> Interesting. What is called "consciousness" must be a tiny part of the
> total neuron firings. Much of information gets effectively & efficiently
> processed by our brains without it ever entering into "consciousness." To
> me, this fact militates against the Chomsky thesis that "deep" grammar is
> innate (from which Steven Pinker took off into a fundamentalist
> adaptationist direction) and favors the Gould-Lewontin anti-adaptationist
> argument that language may well be an accidental by-product of big brains.
> What feels "innate" is what is learned effortlessly without an awareness of
> being taught.
Actually, Chomsky takes Gould and Lewontin's side against Pinker. He thinks "universal grammar" is a biproduct of something else and that looking for adaptionist explanations is a waste of time. I disagree.
> Evolutionary psychologists like Steven Pinker are committed to the idea of
> "modularity." They argue that:
> ***** Human behavior and mental operations can be divided into a
> relatively discrete set of items, or mental organs. (In one prominent
> study, for example, authors designate a "cheater detector" as a mental
> organ, since the ability to discern infidelity and other forms of
> prevarication can be so vital to Darwinian success-the adaptationist
> rationale.) The argument for modularity flows, in part, from exciting work
> in neurobiology and cognitive science on localization of function within
> the brain-as shown, for example, in the precise mapping, to different areas
> of the cerebral cortex, of mental operations formerly regarded as only
> arbitrarily divisible by social convention (production of vowels and
> consonants, for example, or the naming of animals and tools).
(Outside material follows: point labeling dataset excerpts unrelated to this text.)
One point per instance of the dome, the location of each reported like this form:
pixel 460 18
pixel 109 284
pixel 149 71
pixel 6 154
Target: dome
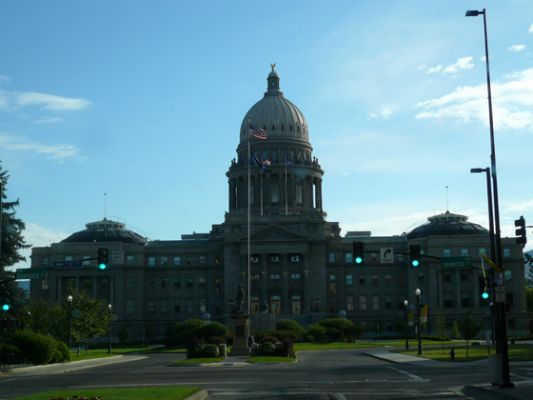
pixel 276 115
pixel 447 224
pixel 105 231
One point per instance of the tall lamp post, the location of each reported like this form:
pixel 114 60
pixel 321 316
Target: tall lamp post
pixel 69 327
pixel 406 305
pixel 499 304
pixel 418 292
pixel 110 308
pixel 492 253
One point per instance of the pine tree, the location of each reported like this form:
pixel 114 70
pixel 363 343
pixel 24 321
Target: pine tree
pixel 11 243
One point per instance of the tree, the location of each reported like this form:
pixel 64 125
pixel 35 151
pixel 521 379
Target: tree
pixel 11 242
pixel 468 328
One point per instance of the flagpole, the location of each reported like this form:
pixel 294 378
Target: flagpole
pixel 248 241
pixel 286 192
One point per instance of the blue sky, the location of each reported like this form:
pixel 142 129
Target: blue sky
pixel 143 100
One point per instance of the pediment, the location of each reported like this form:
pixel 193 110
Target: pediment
pixel 273 233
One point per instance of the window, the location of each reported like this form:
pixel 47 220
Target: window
pixel 299 194
pixel 274 193
pixel 348 258
pixel 349 303
pixel 375 303
pixel 151 307
pixel 130 307
pixel 349 280
pixel 362 303
pixel 388 303
pixel 274 277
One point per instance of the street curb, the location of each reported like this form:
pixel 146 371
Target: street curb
pixel 70 366
pixel 200 395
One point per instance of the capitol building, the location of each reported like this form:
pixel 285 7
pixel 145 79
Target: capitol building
pixel 301 266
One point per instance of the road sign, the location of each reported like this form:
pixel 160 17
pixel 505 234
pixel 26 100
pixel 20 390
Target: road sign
pixel 31 273
pixel 456 262
pixel 387 255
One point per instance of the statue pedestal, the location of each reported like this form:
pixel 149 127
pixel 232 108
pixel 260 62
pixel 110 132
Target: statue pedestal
pixel 241 331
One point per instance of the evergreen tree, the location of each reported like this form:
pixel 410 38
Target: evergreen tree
pixel 11 243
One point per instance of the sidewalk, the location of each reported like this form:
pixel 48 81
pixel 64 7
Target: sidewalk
pixel 69 366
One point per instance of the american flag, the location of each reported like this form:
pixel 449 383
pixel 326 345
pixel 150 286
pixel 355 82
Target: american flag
pixel 257 133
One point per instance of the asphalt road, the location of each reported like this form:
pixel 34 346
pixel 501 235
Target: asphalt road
pixel 318 375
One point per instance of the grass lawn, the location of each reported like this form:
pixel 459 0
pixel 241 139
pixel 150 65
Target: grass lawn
pixel 516 353
pixel 192 361
pixel 269 359
pixel 362 344
pixel 129 393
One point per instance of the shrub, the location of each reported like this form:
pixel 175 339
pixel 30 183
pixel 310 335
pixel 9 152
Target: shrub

I agree with much of the programme of the evolutionary psychologists, but I don't think Pinker's modularity is likely to be true.
There is an intermediate position which I think better explains the data. It is clear that some brain activities take place in highly specialised parts of the brian and processes evolved specifically for that purpose. Vision, for example, is largely localisable and exists to some extent apart from other cognitive processes. Having evolved for billions of years, it is hardly surprising that a very efficient and specialised vision processing organ should exist.
The case for language is less clear. I still have never seen a reasonable challenge to Chomsky's poverty of stimulus argument, so I do think language has to be biologically motivated. However, I think the pre-adaptionists - most of whom are sympathetic if not openly supportive of evolutionary psychology - have a better case than either Pinker or Chomsky. They think that human language, and perhaps other human cognitive processes, are a result of retasking some kind of brain functionality evolved for some other purpose. The candidate most often cited is throwing, which as an abstract problem is not entirely dissimilar to the problem of language.
Rather, I think the best case against Pinkerite modularity is the existence of sign languages and literacy. If human language had evolved exclusively for the purpose of speaking, as vision processing has clearly evolved for the purpose of seeing, we ought not to have sign languages at all, and children shouldn't be able to learn them in the same way that they learn spoken language (which they clearly do.) Furthermore, most adults can read faster than they can speak. It seems clear that in reading we do not use the auditory signal processing parts of the brain.
If language had evolved for speaking, we ought to see it much more closely bound to speech and hearing. Instead, we can easily hijack our "language module" for sign languages and processing visual symbols. We can't do anything comparable with the brain functions that we use to see.
> Ironically, though, neurobiology and evolutionary psychology employ the
> concept of modularity for opposite theoretical purposes. Neurobiologists do
> so to stress the complexity of an integrated organ. Evolutionary psychology
> uses modularity to atomize behavior into a priori, subjectively defined,
> and poorly separated items (not known modules empirically demonstrated by
> neurological study), so that selective value and adaptive significance can
> be postulated for individual items, as the ultra-Darwinian approach
> requires. (Stephen Jay Gould, "Evolution: The Pleasures of Pluralism,"
> _NYRB_ 26 June 1997) *****
> The difference between nuerobiology and evolutionary psychology that Gould
> notes -- especially in how the concept of modularity gets employed in each
> program -- seems important to me.
I'm suspicious of Gould. I think he would just like to deny that Darwinism has anything to do with the brain, and his anti-adaptionist programme is fairly unconvincing.
However, the point that neurobiologists are much more hesitant to posit "brain modules" than Pinker is holds true in my experience. I do think there is a middle ground that is much more likely.
When I do genetic programming, there are sometimes things that are functionally similiar to "brain modules" that appear. However, most often there are a small number of modules that get used and reused in a variety of ways. There are components that the system can be reduced to, but often, it's the same component with only small differences in many places. So, I suspect the brain is both more and less modular that Pinker thinks. I suspect much of the activity of the brain can be explained with a small number of non-distinct modules assembled in somewhat different ways.
I don't think the evidence is there for the kind of strict modularity some of the evolutionary psychologists predict. I do think that there is some merit to their case and programme, but that my case is better.